Couple pleasant surprises in The Dark Knight Rises.

1. The performances that stole the show.

Anne Hathaway. She made the Catwoman character work (and I’m not crazy about Anne Hathaway). She gave the Catwoman character a good combination of sexy, deadly, funny, powerful and sympathetic at the same time. She nailed the Catwoman persona, but still made it her own.

Joseph Gordon-Levitt. I liked him in Inception and 50/50 but this is the first movie that he really seemed to break away the stigma of looking like a teenager and started building character gravitas.

Michael Caine. Has always been good in the series. Even in his short scenes, he squeezes so much truth and Yoda-blow-your-mind sage wisdom into those moments, you’re thinking about it after the movie is over. Even this time where he takes more of a fatherly role.

And the villain twist. Which as a reader of Batman and the story of Ra’s al Ghul and his sibling as a kid, I should have saw coming. Head-slapping myself for that.

My problems with The Dark Knight Rises.

First of all let me say I was wrong. I predicted The Dark Night Rises movie would be horrible because I thought it was following the previous movie’s tendency to load the movie up with villains to the point the move could be called “Villains, (with special appearance by Batman). Nolan kept a lean story and didn’t overdo the characters. I bet, the lack of camp helped too.

But where I think the movie was flawed:

The story pulled me along. But unlike the other two films. The emotion of the film didn’t. The previous two movies have you rubbernecking the twisted, hurt minds of villains and heroes. None of that here. Action told the story. Not emotion.

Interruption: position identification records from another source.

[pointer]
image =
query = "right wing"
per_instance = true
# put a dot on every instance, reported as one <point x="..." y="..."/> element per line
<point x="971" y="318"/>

Didn’t really feel Batman’s reason for putting back on the suit at first.

I understand Blake’s hard, childhood, but didn’t buy that as the reason he automatically knew Bruce Wayne’s identity.

Bane has more bluster than criminal genius for a standard Batman villain (you learn why) but until a plot twist is revealed, it kept making me feel like they picked the wrong villain.

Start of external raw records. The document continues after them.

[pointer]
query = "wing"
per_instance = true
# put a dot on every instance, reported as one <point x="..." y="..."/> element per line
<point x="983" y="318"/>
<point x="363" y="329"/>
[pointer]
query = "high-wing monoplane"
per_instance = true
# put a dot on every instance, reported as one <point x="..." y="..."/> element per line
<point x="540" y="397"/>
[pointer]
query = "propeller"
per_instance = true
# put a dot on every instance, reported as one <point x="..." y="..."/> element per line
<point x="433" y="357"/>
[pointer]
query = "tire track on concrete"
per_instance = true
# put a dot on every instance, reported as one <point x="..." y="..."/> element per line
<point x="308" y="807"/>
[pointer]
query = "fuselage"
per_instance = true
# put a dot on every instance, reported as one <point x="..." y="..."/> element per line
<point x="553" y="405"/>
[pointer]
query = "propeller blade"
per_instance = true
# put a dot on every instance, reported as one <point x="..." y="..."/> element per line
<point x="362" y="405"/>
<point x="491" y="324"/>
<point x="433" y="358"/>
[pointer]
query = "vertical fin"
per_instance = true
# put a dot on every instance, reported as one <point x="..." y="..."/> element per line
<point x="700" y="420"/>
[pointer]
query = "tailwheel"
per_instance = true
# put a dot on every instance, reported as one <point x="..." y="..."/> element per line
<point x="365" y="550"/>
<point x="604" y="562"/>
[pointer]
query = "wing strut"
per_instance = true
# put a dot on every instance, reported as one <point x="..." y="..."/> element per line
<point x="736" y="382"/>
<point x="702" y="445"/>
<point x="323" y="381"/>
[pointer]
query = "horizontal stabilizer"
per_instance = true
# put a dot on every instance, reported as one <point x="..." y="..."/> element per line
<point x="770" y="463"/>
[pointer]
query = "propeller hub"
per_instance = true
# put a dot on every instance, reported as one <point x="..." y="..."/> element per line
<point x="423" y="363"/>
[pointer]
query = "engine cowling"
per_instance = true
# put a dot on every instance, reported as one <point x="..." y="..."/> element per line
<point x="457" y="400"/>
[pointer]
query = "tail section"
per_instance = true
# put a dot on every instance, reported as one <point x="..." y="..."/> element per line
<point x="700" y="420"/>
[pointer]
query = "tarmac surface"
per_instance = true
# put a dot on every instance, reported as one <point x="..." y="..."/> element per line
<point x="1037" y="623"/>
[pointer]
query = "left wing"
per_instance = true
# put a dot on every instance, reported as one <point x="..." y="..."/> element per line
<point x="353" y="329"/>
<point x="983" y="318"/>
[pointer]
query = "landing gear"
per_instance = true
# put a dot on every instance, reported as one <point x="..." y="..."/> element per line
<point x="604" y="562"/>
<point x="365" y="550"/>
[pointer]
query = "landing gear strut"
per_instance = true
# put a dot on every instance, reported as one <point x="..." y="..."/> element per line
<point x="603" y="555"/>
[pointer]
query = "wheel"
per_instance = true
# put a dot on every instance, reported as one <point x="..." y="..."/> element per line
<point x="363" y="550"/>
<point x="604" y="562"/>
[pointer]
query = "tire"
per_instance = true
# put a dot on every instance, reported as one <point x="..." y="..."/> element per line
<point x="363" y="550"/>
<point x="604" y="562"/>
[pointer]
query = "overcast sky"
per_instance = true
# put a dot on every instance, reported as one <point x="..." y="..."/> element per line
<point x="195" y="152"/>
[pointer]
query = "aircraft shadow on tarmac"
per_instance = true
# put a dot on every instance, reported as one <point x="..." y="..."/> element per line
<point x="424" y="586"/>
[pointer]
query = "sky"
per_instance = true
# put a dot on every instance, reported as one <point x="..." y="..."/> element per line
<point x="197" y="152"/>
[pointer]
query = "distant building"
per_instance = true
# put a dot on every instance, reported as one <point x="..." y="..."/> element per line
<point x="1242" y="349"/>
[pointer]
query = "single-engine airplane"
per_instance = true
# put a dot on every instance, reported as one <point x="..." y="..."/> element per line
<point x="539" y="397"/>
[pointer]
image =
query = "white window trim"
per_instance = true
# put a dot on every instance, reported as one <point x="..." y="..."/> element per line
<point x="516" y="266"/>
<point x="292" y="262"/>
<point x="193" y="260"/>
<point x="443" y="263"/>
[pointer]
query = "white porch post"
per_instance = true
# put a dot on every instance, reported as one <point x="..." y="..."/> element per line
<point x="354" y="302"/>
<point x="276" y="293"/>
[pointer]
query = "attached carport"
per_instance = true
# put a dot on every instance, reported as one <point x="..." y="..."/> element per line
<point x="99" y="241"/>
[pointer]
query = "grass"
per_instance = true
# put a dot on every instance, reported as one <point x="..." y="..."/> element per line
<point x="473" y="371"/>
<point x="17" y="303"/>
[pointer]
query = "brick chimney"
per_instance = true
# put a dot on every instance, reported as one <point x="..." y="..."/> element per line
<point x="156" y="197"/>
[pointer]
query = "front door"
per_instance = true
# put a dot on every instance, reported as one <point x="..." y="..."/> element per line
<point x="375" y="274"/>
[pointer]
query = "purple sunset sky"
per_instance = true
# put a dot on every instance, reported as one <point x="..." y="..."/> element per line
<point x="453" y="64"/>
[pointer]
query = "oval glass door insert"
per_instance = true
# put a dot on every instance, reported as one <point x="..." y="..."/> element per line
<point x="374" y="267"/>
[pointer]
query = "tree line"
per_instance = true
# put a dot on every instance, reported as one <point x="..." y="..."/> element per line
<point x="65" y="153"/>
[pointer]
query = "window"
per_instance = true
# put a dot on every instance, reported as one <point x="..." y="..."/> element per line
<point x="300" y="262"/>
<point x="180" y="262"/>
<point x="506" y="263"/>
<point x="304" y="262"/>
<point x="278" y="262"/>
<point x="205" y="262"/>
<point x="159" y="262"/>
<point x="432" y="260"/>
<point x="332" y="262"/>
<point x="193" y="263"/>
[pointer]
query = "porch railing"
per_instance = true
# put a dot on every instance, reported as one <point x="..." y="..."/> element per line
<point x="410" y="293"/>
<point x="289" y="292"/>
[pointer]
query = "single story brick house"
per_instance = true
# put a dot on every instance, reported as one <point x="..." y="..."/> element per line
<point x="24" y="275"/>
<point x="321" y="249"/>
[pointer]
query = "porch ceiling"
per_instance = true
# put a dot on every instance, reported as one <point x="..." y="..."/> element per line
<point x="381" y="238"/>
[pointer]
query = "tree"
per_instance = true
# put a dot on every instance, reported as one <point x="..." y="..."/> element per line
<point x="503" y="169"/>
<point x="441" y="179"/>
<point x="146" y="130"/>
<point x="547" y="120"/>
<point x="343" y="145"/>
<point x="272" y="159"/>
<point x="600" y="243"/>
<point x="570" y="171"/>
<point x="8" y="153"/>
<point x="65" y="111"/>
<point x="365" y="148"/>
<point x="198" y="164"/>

Also I couldn’t figure out if Bane was a bigger threat as a villain or a character that forced me to snap out of the trance of the film to figure out what he was saying. Also that stentorian voice tone that sounded like Frazier about to sing, didn’t feel quite right for me. It’d be like the Joker talking like Sylvester the Cat.

Don’t get me wrong. The Dark Knight Rises was good. But “good” in the way, Return of the Jedi is good-only as part of a Trilogy. The other two movies before it help power me through the significant flaws in the third movie.

One other note. With the Aurora shooting as a frame. You can tell where the Colorado shooter came in and started shooting (the Wall Street scene). Very easily to see how movie patrons could mistake real gunshots for the on-screen gun battle.